Maharaja of Tripura
- Reign: 1712–1714
- Predecessor: Ratna Manikya II
- Successor: Dharma Manikya II
- Born: Ghanashyam Thakur
- Died: 1714
- House: Manikya dynasty
- Father: Rama Manikya
- Religion: Hinduism

= Mahendra Manikya =

Mahendra Manikya (d. 1714) was the Maharaja of Tripura from 1712 to 1714.

==Background==
Originally named Ghanashyam Thakur, he was born the second son of Maharaja Rama Manikya. His elder brother was Ratna Manikya II who, after having been previously overthrown by a cousin, was restored to the throne by the Mughals in 1695. However, in return Ghanashyam was temporarily sent to the Mughal court as a hostage. At some point, he was awarded the title of Barathakur by his brother. (Note: A recently-created post which meant "principal prince".)
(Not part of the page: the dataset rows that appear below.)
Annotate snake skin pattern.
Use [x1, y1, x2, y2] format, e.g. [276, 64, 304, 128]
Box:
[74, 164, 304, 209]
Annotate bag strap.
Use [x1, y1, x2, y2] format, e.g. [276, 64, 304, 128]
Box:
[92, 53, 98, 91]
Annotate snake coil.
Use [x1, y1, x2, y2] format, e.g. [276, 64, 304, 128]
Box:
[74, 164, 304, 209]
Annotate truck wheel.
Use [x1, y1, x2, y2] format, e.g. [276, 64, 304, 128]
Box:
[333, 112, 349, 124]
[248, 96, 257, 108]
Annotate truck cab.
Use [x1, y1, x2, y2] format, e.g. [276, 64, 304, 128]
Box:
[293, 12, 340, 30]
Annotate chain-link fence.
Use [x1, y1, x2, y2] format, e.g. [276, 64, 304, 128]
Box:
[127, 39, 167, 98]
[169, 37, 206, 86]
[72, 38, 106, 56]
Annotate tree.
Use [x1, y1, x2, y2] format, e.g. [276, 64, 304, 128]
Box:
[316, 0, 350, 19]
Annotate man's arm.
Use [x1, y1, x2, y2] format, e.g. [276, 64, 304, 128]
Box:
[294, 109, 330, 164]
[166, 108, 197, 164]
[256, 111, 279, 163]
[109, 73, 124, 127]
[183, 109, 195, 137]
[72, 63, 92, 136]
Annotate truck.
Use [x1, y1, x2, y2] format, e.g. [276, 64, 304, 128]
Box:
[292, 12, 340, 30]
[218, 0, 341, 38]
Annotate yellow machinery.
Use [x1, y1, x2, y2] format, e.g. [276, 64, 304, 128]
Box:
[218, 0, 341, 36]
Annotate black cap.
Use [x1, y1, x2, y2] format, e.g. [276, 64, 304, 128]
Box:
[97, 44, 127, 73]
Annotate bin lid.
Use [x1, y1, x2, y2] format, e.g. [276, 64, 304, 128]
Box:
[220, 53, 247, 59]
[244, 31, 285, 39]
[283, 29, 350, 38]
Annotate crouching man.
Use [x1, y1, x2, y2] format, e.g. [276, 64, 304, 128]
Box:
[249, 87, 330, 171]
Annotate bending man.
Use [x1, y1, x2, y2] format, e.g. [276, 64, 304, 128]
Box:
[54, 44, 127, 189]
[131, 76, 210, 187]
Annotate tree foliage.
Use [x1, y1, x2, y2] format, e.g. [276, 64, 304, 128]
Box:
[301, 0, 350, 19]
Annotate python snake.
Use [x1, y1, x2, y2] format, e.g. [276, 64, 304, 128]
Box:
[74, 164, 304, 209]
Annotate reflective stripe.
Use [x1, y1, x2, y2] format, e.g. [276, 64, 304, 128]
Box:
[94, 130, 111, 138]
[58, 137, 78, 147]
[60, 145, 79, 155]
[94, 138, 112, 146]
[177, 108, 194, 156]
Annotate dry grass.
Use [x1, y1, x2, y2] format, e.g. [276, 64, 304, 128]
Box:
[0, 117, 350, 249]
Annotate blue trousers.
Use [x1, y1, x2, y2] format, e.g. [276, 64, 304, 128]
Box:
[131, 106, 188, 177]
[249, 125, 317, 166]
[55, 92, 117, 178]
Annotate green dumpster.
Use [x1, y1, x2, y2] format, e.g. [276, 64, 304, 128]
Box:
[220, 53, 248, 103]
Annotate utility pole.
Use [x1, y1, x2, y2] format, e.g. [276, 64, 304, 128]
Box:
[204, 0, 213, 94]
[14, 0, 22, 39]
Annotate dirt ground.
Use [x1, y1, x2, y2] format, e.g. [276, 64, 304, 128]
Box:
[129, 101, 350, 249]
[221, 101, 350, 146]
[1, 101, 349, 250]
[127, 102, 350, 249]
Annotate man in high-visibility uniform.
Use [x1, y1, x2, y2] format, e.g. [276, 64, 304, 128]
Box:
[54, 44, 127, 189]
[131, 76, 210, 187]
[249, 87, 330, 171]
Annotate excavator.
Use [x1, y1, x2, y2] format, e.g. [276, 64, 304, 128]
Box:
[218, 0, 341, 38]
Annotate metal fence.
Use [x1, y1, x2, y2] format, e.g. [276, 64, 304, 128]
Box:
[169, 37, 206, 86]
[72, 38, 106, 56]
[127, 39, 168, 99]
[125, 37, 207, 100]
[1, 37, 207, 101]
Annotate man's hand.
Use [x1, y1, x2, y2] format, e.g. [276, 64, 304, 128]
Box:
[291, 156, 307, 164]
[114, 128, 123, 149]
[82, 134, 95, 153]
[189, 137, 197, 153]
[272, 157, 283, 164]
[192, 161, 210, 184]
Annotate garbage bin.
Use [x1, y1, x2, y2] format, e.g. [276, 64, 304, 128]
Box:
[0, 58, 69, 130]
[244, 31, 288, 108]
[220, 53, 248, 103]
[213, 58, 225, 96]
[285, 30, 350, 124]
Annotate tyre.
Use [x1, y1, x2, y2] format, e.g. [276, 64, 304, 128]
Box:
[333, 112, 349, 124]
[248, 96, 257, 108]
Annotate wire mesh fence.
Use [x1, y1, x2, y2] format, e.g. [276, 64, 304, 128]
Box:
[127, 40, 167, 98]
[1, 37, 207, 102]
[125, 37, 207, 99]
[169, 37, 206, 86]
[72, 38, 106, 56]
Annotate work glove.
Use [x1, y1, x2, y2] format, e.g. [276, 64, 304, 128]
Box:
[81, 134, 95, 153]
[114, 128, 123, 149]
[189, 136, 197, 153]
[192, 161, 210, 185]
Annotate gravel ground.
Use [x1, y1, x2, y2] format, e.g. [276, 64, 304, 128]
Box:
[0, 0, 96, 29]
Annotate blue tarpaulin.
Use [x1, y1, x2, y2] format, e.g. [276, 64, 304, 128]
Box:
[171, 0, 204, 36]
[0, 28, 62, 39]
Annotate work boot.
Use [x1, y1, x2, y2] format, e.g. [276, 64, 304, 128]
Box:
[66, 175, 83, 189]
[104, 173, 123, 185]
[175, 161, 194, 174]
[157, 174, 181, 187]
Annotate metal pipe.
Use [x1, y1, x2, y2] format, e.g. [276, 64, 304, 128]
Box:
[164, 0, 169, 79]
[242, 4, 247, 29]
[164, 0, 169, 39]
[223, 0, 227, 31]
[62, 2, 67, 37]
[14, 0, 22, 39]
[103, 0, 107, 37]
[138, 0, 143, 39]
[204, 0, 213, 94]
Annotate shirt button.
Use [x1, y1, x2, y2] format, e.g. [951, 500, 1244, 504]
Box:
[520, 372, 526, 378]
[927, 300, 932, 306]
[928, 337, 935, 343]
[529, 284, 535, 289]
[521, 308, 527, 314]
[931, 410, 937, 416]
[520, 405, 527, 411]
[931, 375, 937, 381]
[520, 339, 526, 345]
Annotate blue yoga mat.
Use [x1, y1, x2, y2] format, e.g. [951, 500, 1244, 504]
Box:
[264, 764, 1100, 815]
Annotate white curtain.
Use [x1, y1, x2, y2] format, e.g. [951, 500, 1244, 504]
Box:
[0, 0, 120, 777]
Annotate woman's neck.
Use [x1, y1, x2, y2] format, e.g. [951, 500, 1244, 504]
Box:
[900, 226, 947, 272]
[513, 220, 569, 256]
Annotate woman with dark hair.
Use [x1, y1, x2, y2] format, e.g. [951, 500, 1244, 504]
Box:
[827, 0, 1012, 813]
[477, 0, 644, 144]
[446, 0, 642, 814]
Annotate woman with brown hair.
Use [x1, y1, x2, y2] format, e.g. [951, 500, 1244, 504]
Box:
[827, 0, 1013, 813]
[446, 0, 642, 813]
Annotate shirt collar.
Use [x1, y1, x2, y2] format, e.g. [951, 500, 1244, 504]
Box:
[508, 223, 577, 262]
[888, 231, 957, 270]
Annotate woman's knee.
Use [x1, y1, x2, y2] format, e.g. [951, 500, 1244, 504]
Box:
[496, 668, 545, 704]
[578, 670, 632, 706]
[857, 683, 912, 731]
In 1712, Ghanashyam launched a conspiracy against his brother, having gained the assistance of Murad Beg, an influential member of the royal court. The latter was sent to Dhaka, where he recruited some itinerant forces as well as the assistance of Muhammad Sapi, a local high-ranking officer. Ratna Manikya was forcibly removed from power and Ghanashyam claimed the throne, assuming the regnal name Mahendra Manikya. He had his predecessor first confined to the palace apartments and then killed soon after, with two of the latter's prominent officers also being beheaded.

==Reign==
Though little is known about his reign, with the Rajmala only describing him as being an "impious ruler", Mahendra appears to have enacted some reforms to the administration. His brothers Durjoy Singh and Chandramani were named Yuvraj and Barathakur respectively. He also attempted to strengthen ties with the neighbouring Ahom kingdom, located in what is present-day Assam. Assamese envoys, already present in Tripura at the time of his ascension, were formerly received at court, with Mahendra sending his own representative, Aribhima Narayana, back with them to Rangpur. Subsequently, a series of warm correspondence, embassies and gifts were dispatched between Mahendra and the Ahom king, Rudra Singha.

However, in August 1714, soon after a third embassy to Tripura was sent, Rudra Singha died, with his successor Siva Singha having little interest in continuing his father's habits. By the time these envoys had arrived in Tripura, in January 1715, Mahendra too had died, having reigned for only 14 months. He was succeeded by his Yuvraj, Durjoy Singh, who took the name Dharma Manikya II.